The report will focus on the details of the scene that are "preventable and controllable": firstly, pedestrian vehicle mixed traffic and temporary obstacles overlapping, causing blind spots and injuries when turning right/reversing; Secondly, during platform docking and high cargo space operations, drivers skip actions such as "complete stop confirmation" and "turning around to observe" in order to catch up with the pace; Thirdly, during shift handover and outsourcing operations, visitors or new personnel may not be familiar with the channel rules, resulting in 'unexpected crossing'. The author describes the structural problems behind the accident as "crushed by silence": scattered events, sensitive topics, and complex accountability chains have prevented many near miss incidents and minor injuries from being institutionalized for improvement.
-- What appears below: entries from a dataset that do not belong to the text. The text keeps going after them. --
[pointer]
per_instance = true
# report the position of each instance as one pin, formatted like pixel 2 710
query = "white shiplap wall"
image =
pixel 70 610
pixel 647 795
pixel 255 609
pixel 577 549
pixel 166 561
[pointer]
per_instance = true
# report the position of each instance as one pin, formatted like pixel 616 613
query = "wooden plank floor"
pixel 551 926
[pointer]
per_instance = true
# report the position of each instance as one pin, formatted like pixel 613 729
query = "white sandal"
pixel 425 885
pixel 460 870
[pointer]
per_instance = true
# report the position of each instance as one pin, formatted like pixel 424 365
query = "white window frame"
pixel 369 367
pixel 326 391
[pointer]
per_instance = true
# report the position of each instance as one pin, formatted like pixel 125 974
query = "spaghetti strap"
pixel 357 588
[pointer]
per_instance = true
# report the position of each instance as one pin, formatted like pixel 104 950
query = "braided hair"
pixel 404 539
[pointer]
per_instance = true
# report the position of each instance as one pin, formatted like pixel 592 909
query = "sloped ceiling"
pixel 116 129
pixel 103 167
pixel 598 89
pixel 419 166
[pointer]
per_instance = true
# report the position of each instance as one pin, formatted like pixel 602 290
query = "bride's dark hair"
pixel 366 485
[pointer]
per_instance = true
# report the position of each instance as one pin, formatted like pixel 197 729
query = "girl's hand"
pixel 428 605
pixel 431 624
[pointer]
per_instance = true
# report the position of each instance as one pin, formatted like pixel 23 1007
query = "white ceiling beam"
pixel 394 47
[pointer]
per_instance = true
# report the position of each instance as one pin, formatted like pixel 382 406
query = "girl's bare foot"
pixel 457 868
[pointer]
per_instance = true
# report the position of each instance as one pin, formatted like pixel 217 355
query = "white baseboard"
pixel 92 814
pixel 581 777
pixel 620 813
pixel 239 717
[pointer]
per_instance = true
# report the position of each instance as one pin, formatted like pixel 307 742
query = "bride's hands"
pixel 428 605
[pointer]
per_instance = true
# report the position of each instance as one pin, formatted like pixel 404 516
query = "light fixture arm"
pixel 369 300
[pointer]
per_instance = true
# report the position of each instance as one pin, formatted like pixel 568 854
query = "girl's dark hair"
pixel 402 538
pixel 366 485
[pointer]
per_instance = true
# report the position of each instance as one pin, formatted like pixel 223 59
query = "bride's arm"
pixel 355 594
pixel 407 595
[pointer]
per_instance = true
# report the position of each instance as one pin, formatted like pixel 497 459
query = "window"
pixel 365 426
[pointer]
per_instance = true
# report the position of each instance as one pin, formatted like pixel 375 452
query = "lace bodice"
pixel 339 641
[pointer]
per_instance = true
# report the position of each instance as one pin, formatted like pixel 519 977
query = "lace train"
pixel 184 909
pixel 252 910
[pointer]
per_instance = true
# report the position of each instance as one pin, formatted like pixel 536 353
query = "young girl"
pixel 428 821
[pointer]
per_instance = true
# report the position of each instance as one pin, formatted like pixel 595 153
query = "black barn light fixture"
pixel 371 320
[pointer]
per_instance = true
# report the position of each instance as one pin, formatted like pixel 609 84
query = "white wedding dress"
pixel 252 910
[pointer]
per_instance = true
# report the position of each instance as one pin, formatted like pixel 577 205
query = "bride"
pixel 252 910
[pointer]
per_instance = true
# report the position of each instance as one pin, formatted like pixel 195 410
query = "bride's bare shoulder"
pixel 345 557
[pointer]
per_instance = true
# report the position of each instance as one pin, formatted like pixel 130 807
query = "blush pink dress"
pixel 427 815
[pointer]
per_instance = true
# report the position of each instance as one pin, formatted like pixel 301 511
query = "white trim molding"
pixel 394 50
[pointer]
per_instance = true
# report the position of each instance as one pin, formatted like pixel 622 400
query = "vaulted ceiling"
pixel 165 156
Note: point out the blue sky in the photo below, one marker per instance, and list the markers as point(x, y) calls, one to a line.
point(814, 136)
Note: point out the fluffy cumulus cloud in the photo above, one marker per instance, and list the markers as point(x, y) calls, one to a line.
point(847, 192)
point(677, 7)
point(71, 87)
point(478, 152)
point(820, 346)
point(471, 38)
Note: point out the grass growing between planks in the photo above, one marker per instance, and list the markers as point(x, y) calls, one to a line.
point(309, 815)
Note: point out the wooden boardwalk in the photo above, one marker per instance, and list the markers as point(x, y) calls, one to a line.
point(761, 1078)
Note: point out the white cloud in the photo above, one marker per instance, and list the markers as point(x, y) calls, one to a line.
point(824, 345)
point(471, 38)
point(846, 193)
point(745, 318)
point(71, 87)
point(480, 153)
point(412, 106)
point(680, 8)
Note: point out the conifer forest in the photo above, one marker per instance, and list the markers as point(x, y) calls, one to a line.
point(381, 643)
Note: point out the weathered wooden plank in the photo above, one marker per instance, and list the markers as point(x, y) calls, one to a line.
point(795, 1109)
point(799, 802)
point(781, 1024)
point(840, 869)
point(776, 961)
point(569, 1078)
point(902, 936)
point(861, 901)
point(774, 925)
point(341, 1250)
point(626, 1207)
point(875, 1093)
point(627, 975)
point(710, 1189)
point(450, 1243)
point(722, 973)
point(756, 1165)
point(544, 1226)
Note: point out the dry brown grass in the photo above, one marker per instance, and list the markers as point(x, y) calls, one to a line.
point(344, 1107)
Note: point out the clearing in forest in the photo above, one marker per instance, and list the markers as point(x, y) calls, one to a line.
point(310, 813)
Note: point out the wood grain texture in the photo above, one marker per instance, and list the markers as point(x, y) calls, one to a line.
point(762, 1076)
In terms of prevention suggestions, the article has proposed a consistent path with multiple safety research channels: firstly, hard constraints on training and qualifications - setting periodic training and scenario based drills for drivers, ground pedestrians, and team leaders respectively; The second is layout and organizational optimization - fixing sidewalks and buffer zones, adding speed limit/yield prompts at the outer edge of channel turns, and setting standard action cards for "entering confirmation dropping fork resetting leaving position" in the loading and unloading area; The third is technological integration - using automatic speed limit for turning, pedestrian warning, blue/red spotlights and other driving assistance at the forklift end, and introducing electronic fences and event recording for dangerous areas in the warehouse. These practices are mutually confirmed with INAIL's technical data on "Forklift Accident Mechanism and Protection Points".

It is worth reiterating that forklift accidents are not just a "driver's problem". According to industry analysis, over half of the injury incidents are related to site organization, path design, work pace, and contracting division, such as temporary occupation of outsourcing channels during peak picking hours, reverse driving caused by emergency replenishment, and intrusion of stacking cargo space into turning radius. The dynamic data review released by INAIL in 2025 also suggests that without stricter process control (including contractor coordination and external work permits), the accident curve is difficult to significantly decline.

From the perspective of industry implementation, the "three-step method" proposed by the topic is executable: the first step is to use near loss events and minor injury cases for "visual analysis" to transform implicit risks into a map that the team can understand; The second step is to redesign the site and process based on noise reduction (reducing conflict points, reducing blind spots, and stabilizing the pace), followed by setting speed limits and giving way to other on-site regulations; Step three, overlay the driving assistance and pedestrian warning systems according to risk zones, and conduct a closed-loop review with KPI dashboards and event replays. Instead of being swept up by "scattered accidents", it is better to incorporate "hidden injuries" into institutionalized governance and use data and engineering methods to "rivet" risks on site.

Taking August 29, 2025 as the timeline, this report sends a clear signal in occupational safety discussions in Italy: forklift accidents are not "occasional individual negligence," but rather a tripartite mirror of organization, training, and technology. Only by incorporating the "invisible" near misses and minor mistakes into statistics and reviews can death and serious injuries truly move down the curve. For European warehouse and manufacturing companies experiencing labor shortages and multi shift pressures, this is both a safety and operational red line.